|By Hovhannes Avoyan||
|April 9, 2012 07:00 AM EDT||
It is our goal at Monitis to make the lives of web developers and system administrators easy. We have reviewed the 5 leading hosted hadoop-based applications and given a short analysis of them in this post to help guide you in finding a solution that best suits your needs.
The article covers: Amazon Elastic MapReduce; Cloud Era CDH; InfoSphere BigInsights; MapR M3 and M5 and Hortonworks Data Platform.
Amazon Elastic MapReduce (http://aws.amazon.com/elasticmapreduce/)
Introduced by Amazon in 2009, Elastic MapReduce automates the process of various Hadoop cluster processes and transfers between Amazon’s EC2 and S3 products. For a minimal fee, Amazon will provide its clients with the ability to launch a preconfigured Hadoop cluster to run a client’s MapReduce Program.
- Very easy to setup a job flow
- There’s an enormous amount of documentation available to help new users
- Example applications are provided, giving an option to test drive the application before putting it to use.
- Entire application system can be powered by a command line interface, compared to a web-based management console.
- Ability to conduct several jobs simultaneously and parallel.
- No hardware is needed and costs can be very limited, which is great for small businesses seeking to be more cost efficient.
- Need an account with Amazon Web Services (AWS)

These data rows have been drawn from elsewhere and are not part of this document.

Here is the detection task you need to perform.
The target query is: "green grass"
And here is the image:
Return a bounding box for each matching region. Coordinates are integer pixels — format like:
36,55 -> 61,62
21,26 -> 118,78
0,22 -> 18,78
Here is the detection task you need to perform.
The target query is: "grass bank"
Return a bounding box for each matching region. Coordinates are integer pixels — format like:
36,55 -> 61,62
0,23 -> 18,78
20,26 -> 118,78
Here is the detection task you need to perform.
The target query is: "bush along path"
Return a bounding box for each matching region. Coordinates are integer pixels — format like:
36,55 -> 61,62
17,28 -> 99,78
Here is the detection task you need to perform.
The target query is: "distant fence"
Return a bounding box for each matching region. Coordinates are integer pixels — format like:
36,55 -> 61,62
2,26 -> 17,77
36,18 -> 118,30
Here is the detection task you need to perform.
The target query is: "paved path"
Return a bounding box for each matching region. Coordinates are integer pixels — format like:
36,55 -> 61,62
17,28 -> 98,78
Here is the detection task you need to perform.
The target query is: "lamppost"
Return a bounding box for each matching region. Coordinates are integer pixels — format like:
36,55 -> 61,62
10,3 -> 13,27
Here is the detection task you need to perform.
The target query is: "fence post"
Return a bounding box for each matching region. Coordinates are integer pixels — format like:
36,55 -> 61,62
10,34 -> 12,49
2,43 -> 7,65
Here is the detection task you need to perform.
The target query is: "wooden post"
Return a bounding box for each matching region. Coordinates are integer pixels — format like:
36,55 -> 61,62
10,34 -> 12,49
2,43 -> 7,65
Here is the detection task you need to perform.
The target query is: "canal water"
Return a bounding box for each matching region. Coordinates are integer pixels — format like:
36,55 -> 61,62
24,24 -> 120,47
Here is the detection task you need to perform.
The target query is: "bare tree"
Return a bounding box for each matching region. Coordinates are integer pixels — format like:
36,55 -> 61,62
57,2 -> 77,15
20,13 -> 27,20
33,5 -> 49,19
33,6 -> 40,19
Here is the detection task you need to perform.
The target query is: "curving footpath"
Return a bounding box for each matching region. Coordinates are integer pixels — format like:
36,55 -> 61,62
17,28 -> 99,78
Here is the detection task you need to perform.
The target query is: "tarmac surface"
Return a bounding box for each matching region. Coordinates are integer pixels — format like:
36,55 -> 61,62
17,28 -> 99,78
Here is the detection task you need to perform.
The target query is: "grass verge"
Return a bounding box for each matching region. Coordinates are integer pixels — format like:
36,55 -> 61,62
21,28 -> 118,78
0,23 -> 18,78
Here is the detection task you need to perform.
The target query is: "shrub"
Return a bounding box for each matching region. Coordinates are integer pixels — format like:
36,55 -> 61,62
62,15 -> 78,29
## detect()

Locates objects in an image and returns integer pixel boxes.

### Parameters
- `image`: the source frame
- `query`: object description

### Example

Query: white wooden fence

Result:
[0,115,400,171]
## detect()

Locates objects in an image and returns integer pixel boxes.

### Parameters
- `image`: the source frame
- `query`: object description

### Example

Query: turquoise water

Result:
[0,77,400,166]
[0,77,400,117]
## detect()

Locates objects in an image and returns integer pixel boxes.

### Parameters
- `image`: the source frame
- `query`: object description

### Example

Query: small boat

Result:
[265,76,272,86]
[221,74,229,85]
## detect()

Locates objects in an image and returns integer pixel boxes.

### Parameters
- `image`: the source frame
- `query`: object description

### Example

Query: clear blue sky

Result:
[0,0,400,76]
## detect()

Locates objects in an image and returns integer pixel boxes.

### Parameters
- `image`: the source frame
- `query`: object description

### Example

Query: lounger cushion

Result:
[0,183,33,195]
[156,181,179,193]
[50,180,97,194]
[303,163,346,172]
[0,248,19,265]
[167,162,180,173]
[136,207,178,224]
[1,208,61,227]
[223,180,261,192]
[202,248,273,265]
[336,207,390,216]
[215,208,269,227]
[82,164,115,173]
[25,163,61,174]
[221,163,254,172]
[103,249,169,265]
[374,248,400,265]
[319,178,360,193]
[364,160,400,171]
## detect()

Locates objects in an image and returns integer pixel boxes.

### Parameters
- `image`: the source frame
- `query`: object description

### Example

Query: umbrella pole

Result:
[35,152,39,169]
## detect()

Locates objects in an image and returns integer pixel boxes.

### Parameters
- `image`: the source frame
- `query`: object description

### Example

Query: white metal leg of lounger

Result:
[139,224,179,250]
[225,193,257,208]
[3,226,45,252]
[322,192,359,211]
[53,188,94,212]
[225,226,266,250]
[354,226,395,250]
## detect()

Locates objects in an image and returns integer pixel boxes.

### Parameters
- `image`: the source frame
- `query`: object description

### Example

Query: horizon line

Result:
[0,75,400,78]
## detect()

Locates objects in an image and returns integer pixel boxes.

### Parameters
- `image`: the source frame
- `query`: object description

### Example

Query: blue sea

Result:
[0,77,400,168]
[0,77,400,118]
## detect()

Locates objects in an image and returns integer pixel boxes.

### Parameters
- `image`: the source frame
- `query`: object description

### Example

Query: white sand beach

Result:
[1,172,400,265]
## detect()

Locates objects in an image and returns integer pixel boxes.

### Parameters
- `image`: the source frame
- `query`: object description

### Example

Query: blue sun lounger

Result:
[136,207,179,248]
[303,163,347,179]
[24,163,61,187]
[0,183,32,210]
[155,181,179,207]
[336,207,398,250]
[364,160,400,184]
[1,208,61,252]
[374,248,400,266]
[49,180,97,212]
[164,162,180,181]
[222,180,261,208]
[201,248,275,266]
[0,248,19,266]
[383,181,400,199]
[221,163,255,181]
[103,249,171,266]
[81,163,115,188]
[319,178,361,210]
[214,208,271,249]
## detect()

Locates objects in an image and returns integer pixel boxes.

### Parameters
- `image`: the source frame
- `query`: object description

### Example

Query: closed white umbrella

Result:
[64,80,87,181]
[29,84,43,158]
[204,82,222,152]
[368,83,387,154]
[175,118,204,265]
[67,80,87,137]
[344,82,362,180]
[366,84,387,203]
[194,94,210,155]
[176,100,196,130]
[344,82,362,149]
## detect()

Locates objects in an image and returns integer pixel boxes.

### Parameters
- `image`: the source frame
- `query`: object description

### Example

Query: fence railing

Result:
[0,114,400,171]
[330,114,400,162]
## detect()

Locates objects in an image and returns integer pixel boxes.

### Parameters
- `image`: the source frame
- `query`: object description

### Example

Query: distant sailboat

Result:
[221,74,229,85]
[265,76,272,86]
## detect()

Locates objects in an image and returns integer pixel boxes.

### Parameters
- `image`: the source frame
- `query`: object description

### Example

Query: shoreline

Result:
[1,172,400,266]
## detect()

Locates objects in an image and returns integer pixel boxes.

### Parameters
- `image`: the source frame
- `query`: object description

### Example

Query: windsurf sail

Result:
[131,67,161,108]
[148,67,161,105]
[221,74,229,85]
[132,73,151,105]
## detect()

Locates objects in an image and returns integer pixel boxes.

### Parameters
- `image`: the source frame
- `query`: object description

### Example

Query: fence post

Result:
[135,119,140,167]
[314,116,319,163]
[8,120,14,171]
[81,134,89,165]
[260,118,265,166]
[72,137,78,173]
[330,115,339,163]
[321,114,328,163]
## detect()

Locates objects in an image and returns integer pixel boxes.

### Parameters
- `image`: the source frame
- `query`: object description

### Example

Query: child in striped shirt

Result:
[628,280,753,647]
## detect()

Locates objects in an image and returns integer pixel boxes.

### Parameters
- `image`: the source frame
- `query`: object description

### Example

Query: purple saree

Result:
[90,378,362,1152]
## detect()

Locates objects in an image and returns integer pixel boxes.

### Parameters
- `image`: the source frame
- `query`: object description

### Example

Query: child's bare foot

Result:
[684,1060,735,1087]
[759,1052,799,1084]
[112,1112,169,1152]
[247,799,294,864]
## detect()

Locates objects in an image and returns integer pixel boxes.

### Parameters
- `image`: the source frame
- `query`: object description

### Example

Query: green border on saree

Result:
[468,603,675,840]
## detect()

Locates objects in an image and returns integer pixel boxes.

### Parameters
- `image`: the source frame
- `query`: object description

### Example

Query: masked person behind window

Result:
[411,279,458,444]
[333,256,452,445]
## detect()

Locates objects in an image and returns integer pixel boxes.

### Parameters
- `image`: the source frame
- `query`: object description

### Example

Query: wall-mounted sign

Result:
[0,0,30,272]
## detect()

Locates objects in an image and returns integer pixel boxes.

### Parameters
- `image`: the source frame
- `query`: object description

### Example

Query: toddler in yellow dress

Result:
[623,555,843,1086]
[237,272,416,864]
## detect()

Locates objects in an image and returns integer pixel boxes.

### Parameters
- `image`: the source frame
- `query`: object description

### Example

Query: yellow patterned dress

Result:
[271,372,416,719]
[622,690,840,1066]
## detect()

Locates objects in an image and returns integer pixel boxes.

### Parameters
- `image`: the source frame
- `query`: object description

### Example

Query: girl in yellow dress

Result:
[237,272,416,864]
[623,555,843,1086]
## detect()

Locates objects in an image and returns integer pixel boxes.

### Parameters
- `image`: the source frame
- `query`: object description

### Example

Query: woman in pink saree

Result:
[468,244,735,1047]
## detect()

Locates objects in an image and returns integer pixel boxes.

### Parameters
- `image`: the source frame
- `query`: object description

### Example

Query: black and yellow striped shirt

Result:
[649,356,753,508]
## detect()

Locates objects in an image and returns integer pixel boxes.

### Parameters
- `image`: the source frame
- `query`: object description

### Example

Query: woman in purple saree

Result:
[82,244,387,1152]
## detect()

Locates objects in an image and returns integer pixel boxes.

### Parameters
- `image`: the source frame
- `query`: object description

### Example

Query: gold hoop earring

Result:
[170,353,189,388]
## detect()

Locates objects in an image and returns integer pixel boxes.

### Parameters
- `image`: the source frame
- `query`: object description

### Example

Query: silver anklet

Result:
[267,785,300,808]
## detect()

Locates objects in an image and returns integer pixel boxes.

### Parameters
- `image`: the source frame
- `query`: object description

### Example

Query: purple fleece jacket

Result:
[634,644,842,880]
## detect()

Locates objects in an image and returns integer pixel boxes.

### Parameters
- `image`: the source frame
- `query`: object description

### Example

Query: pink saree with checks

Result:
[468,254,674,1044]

- Service is only available in the United States
- Requires the use of Amazon’s S3 service, which adds extra costs to an overall project (data transfer, security etc.)
Cloudera CDH (www.cloudera.com)
Founded in March 2009, Cloudera was previously considered to be the Red Hat of the Hadoop World. With a large customer base of over 400 (including paid and free downloads), the company’s offerings include the Cloudera Enterprise products and Training & Support Services. Formed by a number of key executives from various technology giants (Oracle, Yahoo, Google and Facebook), Cloudera is considered the pioneer in the Hadoop community, having a head start in the industry compared to its competitors.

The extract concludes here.